Will Average House Prices Fall over The Next 18 Months?
Borrowers should brace for a 15 per cent fall in home prices as interest rates rise, warns RBA
"Estimates using a model of the housing market that takes into account historical relationships between interest rates and both demand and supply factors suggest that a 200-basis-point increase in interest rates from current levels would lower real housing prices by around 15 per cent over a two-year period," the FSR noted.

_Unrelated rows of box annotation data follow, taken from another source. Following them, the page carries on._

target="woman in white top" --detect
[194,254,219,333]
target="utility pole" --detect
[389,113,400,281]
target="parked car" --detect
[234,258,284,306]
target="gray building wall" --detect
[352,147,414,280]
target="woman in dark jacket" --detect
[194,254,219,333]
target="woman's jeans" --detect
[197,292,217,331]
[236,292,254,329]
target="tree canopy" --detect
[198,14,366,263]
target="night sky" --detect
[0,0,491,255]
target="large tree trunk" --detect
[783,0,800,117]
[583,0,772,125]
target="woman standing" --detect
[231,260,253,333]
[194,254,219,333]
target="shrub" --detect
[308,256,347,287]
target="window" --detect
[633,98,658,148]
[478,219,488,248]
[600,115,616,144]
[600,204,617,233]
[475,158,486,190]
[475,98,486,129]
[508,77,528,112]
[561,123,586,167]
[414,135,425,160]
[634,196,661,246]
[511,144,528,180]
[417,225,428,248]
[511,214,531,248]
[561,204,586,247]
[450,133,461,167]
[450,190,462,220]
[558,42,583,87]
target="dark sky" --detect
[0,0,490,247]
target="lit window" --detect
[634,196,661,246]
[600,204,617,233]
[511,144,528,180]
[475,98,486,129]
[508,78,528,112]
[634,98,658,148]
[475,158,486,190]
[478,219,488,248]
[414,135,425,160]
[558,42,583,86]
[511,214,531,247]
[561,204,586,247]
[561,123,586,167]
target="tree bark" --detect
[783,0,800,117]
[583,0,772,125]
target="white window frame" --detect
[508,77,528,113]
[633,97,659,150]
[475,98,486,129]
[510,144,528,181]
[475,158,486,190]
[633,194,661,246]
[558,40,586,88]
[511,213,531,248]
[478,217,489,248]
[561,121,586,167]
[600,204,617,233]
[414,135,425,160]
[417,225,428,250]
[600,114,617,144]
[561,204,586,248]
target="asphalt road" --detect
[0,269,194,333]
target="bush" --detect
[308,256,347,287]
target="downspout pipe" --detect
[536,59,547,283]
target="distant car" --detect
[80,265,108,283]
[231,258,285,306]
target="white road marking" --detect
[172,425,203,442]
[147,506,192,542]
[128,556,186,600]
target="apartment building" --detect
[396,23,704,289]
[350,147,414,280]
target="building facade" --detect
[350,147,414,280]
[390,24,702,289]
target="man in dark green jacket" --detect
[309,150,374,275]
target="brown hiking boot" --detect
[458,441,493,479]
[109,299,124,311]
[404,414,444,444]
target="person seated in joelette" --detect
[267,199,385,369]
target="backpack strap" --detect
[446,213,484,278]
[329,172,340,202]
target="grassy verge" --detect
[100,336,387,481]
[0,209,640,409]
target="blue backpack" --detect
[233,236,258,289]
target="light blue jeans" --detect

https://www.abc.net.au/news/2022-04-08/reserve-bank-financiaโฆ
Why Aussie house prices will fall circa 20% when the RBA hikes interest rates
When you write about bricks and mortar, it inevitably attracts a lot of hyperbolic attention: you tend to be typecast as a preternatural 'bull' or 'bear'. To be clear, we are neither: our task is to simply try to accurately anticipate what will unfold. After explaining that Aussie house prices would have to correct by 15% to 25% if—-heaven forbid—-the RBA ever lifted its target cash rate by 100 basis points or more, some readers responded that they had never seen us predict price falls before….
…Assuming rates increase relatively promptly over, say, a 12 month period, we would expect national home values to decline by 15% to 25%. It is possible that the adjustment is smaller if the RBA moves more slowly and the value of residential real estate mean-reverts partly via household income growth over the effluxion of time. But our central case would be a circa 20 per cent decline after the first 100 basis points of hikes.
https://www.livewiremarkets.com/wires/why-aussie-house-priceโฆ
Financial market consensus (happy to link proof), including every single one of the big four banks, is for the first central bank interest rate rise to occur in the first week of June (not May because of the election, for fear of appearance of impropriety, which is a BS reason personally)
I'm interested to hear what people's opinions are & if the awareness of pending interest rate rises causes house prices to fall PRIOR to the actual rise (& hence the actual hit to mortgage repayments). FYI, fixed term interest rates by retail banks have already been increased.
Its pretty clear that many people have not been through a property slump. Which is fair enough since it last occured in the early 1990s (although, weirdly, the price decrease then was only marginally higher than the slump in 2018. the difference being it took 10 years to recover in the 1990s and about 3 weeks in 2019…)
What happens in most property slumps is not a 40% crash, its a slow 10% or so drop following by years of flatlining with less than inflation growth (so effectively a slight reduction).